St Gobain s'appuie sur les statuts de la société qui
stipulent ces droits de vote multiple dans le cadre de la législation suisse,
faisant valoir ses droits et la famille cédante attaquant en justice le conseil
d'administration de SIKA qui lui a retiré ses droits de vote en Assemblée
Générale... Après cette cession, les relations ne sont visiblement pas bonnes
entre la famille qui contrôle, le Conseil d'Administration où ne siège qu'un
représentant de la famille et les dirigeants de la société...
Sans entrer dans le détail de cette bagarre pour prendre le
contrôle de la société SIKA ni prendre position sur la complémentarité ou non
de ces deux sociétés, cette opération est intéressante car elle montre bien les
défauts d'un marché boursier où il est possible de contrôler une société sans
en payer le prix. Et ce n'est pas spécifique à la Suisse car cela existe en
Allemagne, en France (droits de vote double...) ou même aux USA (droits de vote
multiples) pour ne citer que ces pays.
Légalement, St Gobain s'appuie sur le droit et sur la
transparence de l'opération en rachetant une société qui en contrôle une autre.
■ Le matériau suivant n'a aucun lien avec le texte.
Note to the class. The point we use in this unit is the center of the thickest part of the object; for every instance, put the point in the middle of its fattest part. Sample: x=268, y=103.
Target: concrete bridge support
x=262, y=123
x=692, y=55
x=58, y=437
Ces droits de vote multiple ne sont pas attachés à des personnes mais à une
entité juridique qui peut être cédée. Et tous les investisseurs investissant
dans SIKA pouvaient connaître l'existence de ces droits de vote multiple.
Cela pose inévitablement une question pour les investisseurs
minoritaires. Il leur sera difficile d'arriver rapidement à supprimer les
droits de vote double, multiples... PhiTrust avait essayé sans succès d'en
limiter la mise en place dans certaines sociétés françaises l'année dernière
avec la loi Florange et cela sera difficile de les supprimer dans beaucoup de
pays. Les investisseurs seraient donc avisés avant toute prise de participation
d'analyser la structure de contrôle du groupe pour voir si une prise de
contrôle rampante sans en payer le prix serait possible. Et ils ne le font pas
le plus souvent car cela concerne de très nombreuses sociétés de qualité en
Europe ou dans le monde !
L'exemple SIKA est à ce titre intéressant car les
minoritaires suisses cherchent à faire modifier la législation suisse de façon
à ce que des droits de vote double ou multiple ne soient pas cessibles. S’ils y
arrivent, cela modifierait les rapports de force en Suisse et de nombreuses
voix s'en émeuvent, ce qui rend le débat encore plus passionnant. L'ensemble
des forces en présence fourbissent leurs armes dans l'attente des plaidoiries à
venir et la décision de la justice suisse sera un signe très important pour
l'évolution de la démocratie actionnariale en Europe.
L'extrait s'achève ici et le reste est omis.